STORY BY CARLY GRENFELL
I participated in an interview the other day with fellow teammate and classmate Liza Heap in which we talked about the tremendous success of our underclassmen thus far in the season and what it means to be a senior on a history-making team.
Although I walked out of the room feeling more sentimental than I did walking in, it was just what I needed. Those few minutes shifted my mindset.
As seniors, we hear time and time again to “leave a legacy.” While I fully believe in the power behind that phrase, leaving a legacy is not necessarily on a student-athlete’s mind, knowing that our days are numbered.
Shouldn’t everyone want to leave a legacy? Doesn’t everyone want to be remembered in some way? Of course. Every human being craves satisfaction of this capacity and it isn’t a bad thing.
But to me, it is less about the legacy and more about doing the things that even allow legacies to happen. If we are focused on the legacy, the end result, we turn a blind eye to what is right in front of us. We forget about the people who helped us get there. And at the end of the day, we have completely eliminated our ability to see the big picture clearly.
Drake University is that big picture. It is what brought us here and what has kept us here over the past several years.
Leaving a legacy does not motivate us, but we do believe in paying it forward to the place and the people who believe in us with everything they have.
As seniors especially, it is our last chance to pay our dues.
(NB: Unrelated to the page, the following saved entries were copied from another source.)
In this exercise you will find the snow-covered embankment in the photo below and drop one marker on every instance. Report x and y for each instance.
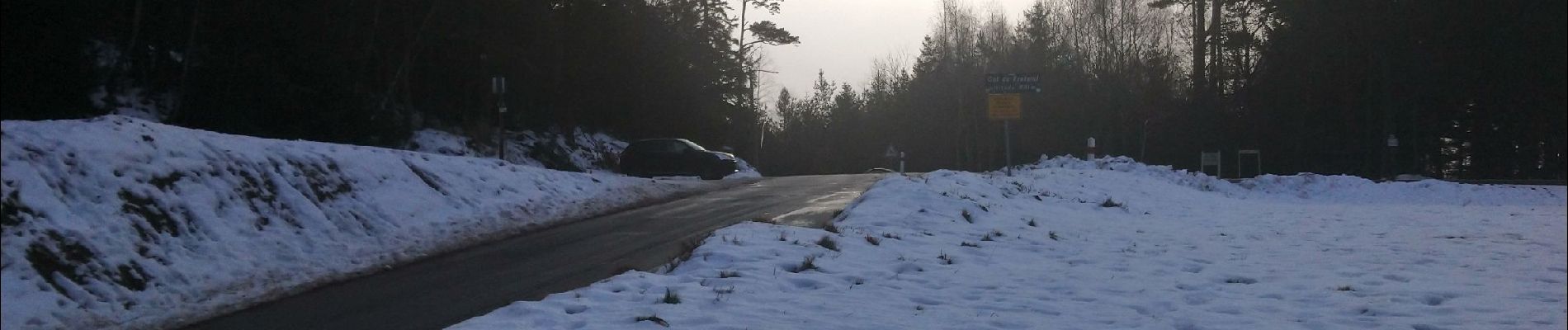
(116, 223)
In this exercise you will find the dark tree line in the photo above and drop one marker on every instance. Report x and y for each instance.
(371, 71)
(1470, 90)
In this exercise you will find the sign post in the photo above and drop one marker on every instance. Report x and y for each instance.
(893, 153)
(1211, 158)
(1005, 104)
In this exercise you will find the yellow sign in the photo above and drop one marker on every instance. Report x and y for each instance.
(1004, 106)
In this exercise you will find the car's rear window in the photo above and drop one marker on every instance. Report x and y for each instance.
(658, 146)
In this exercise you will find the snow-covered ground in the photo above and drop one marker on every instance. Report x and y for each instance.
(1112, 244)
(578, 150)
(118, 223)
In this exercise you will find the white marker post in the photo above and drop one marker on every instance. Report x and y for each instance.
(499, 88)
(1092, 149)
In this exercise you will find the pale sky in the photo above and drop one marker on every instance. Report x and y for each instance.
(844, 36)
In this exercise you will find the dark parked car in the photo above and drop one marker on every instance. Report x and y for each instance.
(674, 158)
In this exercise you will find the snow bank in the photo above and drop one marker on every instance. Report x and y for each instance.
(118, 223)
(576, 150)
(1112, 244)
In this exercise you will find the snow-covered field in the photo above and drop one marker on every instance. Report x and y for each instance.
(118, 223)
(1112, 244)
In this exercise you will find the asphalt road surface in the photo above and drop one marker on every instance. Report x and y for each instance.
(449, 288)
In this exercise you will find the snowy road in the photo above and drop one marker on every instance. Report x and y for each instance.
(451, 288)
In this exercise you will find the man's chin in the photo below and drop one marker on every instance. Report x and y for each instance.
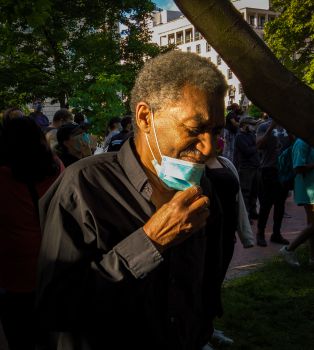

We don’t have to pay our dues, we get to and we want to. These dues are paid through a game we love and for a university we are privileged to represent.
We could easily go through the motions, be satisfied with a free education, content with our team’s success, believe our legacy has been made and move on.
I firmly believe that legacies transpire through unwavering belief in who you represent. That is how legacies are made and how they are defined.